Ms. Marker's primary basis for seeking to overturn the verdict is her position that if Officer Vu was engaged in an unlawful arrest, any touching of Ms. Marker was necessarily unlawful. This position is not supported by the case law, which allows an officer to use reasonable force to protect the safety of officers or bystanders or prevent physical interference with an officer's performance of his duties. See, e.g, Jackson v City of Bremerton, 268 F.3d 646, 652-53 (9th Cir. 2001) (identifying police officer's "safety interest" in controlling a group of bystanders); Forrester v. City of San Diego, 25 F.3d 804, 807 (9th Cir. 1994) (police may use reasonable force to disperse unruly crowd).
This was explained to the jury. Dkt. No. 124 (jury instructions) at 16, 17 (officer may use reasonable force "in order to protect the safety of the officers or bystanders or prevent physical interference with an officer's performance of his duties.").
Ms. Marker's position is also not supported by California Penal Code § 148, which makes it a misdemeanor to resist, delay, or obstruct an officer in the discharge of any duty of his office. "Section 148(a) does not make it a crime, however, to resist unlawful orders." Maxwell v. County of San Diego, 697 F.3d 941, 951 (9th Cir. 2012), citing Smith v. City of Hemet, 394 F.3d 689, 695 (9th Cir. 2005) (en banc). Although the unlawfulness of an arrest eliminates an element of a criminal statute, it does not eliminate a police officer's right to use reasonableness force to maintain order and protect himself or bystanders.
In this case, one issue for the jury to consider was whether Officer Vu acted reasonably in touching plaintiff during the arrest of Mr. Hampsmire. The court instructed the jury to consider whether plaintiff was a threat to the officers and whether the officers were in the lawful performance of their duties, among other factors. Dkt. No. 124 at 16. The jury's verdict reflects that they concluded that Officer Vu acted reasonably, which is supported by his testimony and the testimony of other bystanders. Although Ms. Marker was not presently physically interfering with the Hampsmire arrest when Office Vu touched her, Officer Vu was entitled to use reasonable force to prevent interference threatened by her close proximity and actions, which he testified were motivating factors for his decision. Additionally, a reasonable jury could conclude that the force he used was minimal. The jury viewed Ms. Marker's videotape many times over the course of the trial, which showed Officer Vu's touching of plaintiff, and gave the jury sufficient evidence from which to draw their own factual conclusions on reasonableness. The jury's verdict on the Fourth Amendment unreasonable use of force, state law civil rights, false imprisonment, and battery claims is supported by substantial evidence.

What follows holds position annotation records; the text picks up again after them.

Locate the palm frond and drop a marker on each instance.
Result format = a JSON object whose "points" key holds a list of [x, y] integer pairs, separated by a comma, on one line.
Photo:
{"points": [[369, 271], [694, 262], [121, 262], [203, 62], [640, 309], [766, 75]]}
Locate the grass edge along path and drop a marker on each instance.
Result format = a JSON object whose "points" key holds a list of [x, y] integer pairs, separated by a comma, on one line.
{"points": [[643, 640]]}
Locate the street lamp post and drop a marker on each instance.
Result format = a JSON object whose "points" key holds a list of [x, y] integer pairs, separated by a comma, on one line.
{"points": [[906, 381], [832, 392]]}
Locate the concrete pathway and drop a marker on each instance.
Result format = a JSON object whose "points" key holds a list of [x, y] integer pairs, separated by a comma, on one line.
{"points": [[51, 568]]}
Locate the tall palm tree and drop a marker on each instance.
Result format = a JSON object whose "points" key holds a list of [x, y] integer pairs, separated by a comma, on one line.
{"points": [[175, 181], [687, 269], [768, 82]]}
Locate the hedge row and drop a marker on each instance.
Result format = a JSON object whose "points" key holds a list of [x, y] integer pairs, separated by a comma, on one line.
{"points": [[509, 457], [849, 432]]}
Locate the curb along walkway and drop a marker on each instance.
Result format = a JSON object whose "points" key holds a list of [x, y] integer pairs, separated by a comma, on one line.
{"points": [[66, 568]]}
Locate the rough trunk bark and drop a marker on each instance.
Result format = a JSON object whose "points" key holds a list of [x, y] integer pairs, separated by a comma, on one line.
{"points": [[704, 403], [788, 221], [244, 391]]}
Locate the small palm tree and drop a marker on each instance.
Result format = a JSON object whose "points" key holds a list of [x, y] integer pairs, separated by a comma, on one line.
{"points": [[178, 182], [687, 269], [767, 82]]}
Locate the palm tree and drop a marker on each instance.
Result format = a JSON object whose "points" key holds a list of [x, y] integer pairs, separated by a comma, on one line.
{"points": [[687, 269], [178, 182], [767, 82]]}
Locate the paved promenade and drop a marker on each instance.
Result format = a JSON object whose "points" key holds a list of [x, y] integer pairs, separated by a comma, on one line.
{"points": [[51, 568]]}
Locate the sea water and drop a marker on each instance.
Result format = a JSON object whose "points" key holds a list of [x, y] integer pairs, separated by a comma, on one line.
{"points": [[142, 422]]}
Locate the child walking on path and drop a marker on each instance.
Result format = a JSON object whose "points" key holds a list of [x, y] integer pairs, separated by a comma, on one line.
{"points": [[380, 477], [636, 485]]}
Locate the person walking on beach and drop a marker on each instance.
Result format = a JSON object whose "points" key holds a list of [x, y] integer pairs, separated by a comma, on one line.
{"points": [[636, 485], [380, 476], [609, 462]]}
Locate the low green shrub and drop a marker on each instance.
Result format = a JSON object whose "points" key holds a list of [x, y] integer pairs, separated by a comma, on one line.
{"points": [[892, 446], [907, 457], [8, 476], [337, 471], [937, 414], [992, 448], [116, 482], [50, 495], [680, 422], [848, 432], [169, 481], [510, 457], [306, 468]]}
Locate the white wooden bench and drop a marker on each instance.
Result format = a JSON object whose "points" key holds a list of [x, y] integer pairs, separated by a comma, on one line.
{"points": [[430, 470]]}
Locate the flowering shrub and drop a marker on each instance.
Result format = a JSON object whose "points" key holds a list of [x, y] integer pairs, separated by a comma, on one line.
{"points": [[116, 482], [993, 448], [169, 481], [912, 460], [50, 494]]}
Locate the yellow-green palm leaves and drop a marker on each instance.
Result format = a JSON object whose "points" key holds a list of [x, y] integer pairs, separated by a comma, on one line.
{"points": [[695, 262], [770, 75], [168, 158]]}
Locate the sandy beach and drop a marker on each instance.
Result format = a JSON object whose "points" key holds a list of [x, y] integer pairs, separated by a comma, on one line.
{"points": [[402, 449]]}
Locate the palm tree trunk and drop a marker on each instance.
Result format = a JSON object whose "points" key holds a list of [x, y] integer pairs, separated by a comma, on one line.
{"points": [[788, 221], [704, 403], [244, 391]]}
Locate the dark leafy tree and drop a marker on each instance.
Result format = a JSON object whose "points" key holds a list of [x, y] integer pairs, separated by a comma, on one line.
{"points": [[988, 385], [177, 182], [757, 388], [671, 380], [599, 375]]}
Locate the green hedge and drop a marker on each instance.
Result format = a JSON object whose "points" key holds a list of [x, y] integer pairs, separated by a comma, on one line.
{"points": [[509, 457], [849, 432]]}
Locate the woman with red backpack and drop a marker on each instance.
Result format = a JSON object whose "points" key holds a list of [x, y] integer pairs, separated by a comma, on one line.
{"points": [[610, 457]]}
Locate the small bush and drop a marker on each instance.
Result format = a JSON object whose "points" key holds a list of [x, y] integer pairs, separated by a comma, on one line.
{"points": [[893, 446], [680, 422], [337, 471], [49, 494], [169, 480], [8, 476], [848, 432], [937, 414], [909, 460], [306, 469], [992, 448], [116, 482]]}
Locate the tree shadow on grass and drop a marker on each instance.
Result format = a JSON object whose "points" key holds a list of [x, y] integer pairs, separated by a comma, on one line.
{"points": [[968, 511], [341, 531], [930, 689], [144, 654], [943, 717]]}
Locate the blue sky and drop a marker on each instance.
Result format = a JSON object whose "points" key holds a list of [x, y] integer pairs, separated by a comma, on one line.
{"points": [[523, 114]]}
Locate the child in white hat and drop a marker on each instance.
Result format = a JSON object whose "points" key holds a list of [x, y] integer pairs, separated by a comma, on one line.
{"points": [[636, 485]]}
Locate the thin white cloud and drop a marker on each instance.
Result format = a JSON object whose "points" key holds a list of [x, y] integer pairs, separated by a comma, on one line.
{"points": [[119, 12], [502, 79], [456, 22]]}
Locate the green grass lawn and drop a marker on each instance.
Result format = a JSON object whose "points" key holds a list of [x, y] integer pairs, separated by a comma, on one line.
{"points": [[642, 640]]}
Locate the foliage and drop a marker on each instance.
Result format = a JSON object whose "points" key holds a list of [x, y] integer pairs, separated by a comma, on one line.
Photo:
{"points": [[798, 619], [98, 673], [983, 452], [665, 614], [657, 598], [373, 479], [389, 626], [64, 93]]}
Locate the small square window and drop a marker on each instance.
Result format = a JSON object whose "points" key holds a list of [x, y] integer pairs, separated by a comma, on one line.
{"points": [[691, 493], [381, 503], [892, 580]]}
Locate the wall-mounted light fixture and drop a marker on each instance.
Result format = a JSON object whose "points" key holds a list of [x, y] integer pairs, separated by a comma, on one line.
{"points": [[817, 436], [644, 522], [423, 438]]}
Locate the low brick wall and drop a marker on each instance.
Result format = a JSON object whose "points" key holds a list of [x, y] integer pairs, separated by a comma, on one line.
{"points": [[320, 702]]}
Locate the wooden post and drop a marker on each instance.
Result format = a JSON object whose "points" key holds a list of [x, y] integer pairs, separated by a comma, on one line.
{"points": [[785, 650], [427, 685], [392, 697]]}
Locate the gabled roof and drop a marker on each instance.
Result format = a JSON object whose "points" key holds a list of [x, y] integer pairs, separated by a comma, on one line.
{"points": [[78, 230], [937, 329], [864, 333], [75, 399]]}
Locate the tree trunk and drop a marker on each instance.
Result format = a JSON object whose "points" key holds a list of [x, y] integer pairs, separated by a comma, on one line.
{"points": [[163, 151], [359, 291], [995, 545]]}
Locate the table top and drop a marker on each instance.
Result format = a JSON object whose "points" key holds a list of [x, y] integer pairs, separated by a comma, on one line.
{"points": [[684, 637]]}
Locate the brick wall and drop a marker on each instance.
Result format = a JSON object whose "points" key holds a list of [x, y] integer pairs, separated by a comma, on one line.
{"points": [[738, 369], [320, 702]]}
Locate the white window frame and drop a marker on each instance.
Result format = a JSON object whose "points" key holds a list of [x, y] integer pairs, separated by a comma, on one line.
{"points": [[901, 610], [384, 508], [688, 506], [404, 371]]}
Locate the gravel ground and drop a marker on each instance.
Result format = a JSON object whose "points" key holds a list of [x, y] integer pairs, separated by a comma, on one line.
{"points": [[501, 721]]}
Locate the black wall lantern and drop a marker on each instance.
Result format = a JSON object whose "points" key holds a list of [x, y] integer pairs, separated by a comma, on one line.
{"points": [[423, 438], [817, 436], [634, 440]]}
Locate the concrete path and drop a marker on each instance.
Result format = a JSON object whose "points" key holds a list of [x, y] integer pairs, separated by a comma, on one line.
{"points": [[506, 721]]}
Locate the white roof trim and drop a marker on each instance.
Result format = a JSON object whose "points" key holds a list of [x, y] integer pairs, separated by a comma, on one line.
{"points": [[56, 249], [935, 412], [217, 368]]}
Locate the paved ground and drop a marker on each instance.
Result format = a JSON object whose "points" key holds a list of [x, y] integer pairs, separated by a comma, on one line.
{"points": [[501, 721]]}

With regard to the First Amendment claim, the jury was also instructed to consider whether Ms. Marker's protected speech and conduct was a substantial or motivating factor for Officer Vu's action. Dkt. No. 124 at 11. The jury could have reasonably concluded that Officer Vu would have taken the same action against Ms. Marker regardless of her words or protected actions, and therefore did not find for plaintiff on this claim. This conclusion is supported by substantial evidence based on Officer Vu's testimony and the videotape, which shows Ms. Marker standing very close to the arresting officer.
Because the jury's verdict on each claim is supported by substantial evidence, the court denies the motion to judgment as a matter of law and also denies the motion for new trial.
For the reasons explained above, the court denies the motions for judgment as a matter of law and motion for a new trial.